When you apply an attribute to a type, the completion list is filtered so that the list only contains those types that descend from the namespaces that contain those types, such as Attribute.

For the as operator, IntelliSense completion lists are filtered so that only reference types appear after you type as. In addition, a completion list is displayed automatically when you press the SPACEBAR after you have typed the as or is keyword.

For catch, the IntelliSense completion list only displays the relevant types. These types include those derived from Exception, types that include nested types, and types that are constrained on types that derive from Exception.

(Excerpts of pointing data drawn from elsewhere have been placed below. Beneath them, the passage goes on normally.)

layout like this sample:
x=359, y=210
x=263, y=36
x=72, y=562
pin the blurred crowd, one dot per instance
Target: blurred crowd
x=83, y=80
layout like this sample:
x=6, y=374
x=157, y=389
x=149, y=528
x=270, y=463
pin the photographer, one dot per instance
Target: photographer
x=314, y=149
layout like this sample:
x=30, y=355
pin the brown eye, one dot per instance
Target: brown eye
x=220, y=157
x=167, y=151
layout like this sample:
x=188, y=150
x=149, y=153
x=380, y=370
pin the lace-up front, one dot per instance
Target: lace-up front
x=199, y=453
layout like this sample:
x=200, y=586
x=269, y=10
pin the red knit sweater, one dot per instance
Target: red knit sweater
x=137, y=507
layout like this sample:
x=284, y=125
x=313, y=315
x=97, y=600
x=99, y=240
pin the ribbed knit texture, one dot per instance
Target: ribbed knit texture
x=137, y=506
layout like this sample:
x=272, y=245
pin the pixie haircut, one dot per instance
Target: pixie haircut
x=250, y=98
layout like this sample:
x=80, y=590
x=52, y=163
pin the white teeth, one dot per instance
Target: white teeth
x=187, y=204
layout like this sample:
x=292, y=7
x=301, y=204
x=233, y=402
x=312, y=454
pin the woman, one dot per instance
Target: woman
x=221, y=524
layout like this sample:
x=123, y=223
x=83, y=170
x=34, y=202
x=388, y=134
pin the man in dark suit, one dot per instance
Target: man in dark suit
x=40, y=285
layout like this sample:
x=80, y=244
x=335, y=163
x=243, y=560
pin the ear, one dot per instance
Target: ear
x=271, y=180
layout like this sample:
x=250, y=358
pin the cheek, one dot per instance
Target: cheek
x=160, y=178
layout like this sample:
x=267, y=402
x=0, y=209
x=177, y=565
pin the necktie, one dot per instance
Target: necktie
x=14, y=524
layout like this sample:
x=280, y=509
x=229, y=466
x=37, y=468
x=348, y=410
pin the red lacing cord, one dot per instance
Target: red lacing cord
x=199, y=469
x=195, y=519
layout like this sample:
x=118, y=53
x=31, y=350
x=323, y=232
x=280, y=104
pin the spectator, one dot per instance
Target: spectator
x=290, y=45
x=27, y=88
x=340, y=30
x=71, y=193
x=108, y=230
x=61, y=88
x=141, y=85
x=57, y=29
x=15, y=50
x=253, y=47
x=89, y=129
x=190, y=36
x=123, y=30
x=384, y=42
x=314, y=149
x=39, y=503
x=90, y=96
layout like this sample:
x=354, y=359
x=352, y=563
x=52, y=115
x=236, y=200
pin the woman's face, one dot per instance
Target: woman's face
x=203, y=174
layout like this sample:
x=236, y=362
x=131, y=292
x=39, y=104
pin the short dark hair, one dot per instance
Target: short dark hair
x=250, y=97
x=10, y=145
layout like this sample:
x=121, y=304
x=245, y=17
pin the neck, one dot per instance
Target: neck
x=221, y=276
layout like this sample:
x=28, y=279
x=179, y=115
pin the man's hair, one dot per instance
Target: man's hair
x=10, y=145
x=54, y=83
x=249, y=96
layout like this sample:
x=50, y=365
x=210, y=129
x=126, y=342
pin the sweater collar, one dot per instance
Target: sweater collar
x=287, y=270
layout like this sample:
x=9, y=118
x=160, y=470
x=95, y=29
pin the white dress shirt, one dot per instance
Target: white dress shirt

Only members that can be initialized will appear in the completion list. For example:

class Cust
{
    public string Name { get; set; }
    public int Age { get; set; }
}
class MyApp
{
    static void Main()
    {
        var customer = new Cust()
        {
            //Name and Age appear in completion list
            Name = "Sally",
            //Only Age appears in completion list
            Age = 30
        };
    }
}

The previous example first creates a class Cust with two auto-implemented properties. When we initialize the Name property, only Name and Age appear in the completion list. The completion list filters out entries that are not relevant to initializing the object. For information about object initializers, see Object and Collection Initializers (C# Programming Guide)

When you use String objects, the Visual C# completion list does not display extension methods from the IEnumerable interfaces. This is performed to hide complexity on a frequently used type.

When you type the keyword event (C# Reference), the completion list only contains delegate types.